Slightly more metatextually you can't even find solace by retreating into iconography.  On a whim, Frances spends a weekend in Paris.  Considering the films this is inspired by you expect the trip to showcase the best in detached French cinematic cool.  There are moments of prettiness, but the trip is largely disastrous.  Jetlagged, Frances spends most of the trip asleep, only leaving her flat to aimlessly walk the night-time streets of Paris.  These streets, usually dripping with moody B&W New Wave beauty, are aggressively deromanticised – a world of concrete underpasses and graffiti hardly dissimilar from the New York she’s spent so much money temporarily escaping from.  It's a bit on the nose, but the film is clearly making a direct point when our lead misses out on dinner with a boy who looks "just like Jean-Pierre Léaud!".  But the most arch moment is when Frances, bored out of her mind, goes to the cinema to see the Shrek spin-off Puss in Boots.  Up yours, Godard.

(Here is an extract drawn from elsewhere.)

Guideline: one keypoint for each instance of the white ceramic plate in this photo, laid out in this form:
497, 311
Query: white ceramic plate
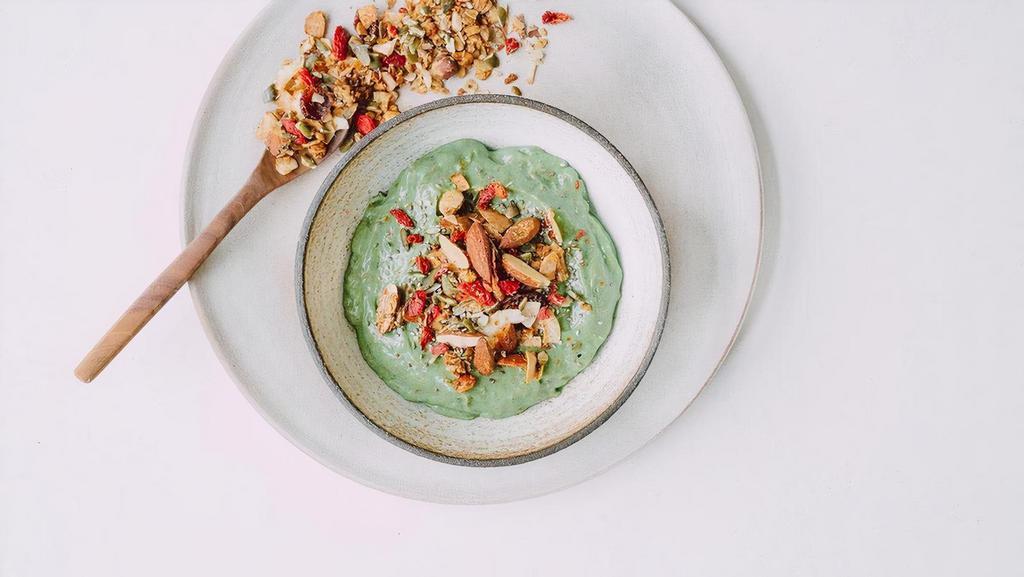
615, 193
657, 91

Baumbach and Gerwig gently show us, with humour and grace, that the only positive option for those adrift in the purgatory between childhood and adulthood is to move forwards. This sincerity is welcome and rare in a genre that's usually draped thick layers of irony.  When we see Frances succeed, it’s not portrayed as selling out but as a necessary part of growing up. Importantly, this isn't a downer ending.  Frances learns that if you're handed a big steaming heap of shit, the best thing to do is fertilise your garden with it. Use bad experiences as fuel for expressing yourself: transform pain into art.

Despite Frances being an obviously privileged character that just barely falls on the right side of insufferable, the audience can't help but like her.  If you do find her unbearably self-obsessed and annoying – well, my advice is to take a look in the mirror sometime.  This is a witty, beautiful and intelligent film that’s refreshingly unafraid to satirise its target audience. Frances' problems aren't universal, but for the target audience (which I'm bang in middle of) it's all too relevant stuff.  We sympathise with her because we are her.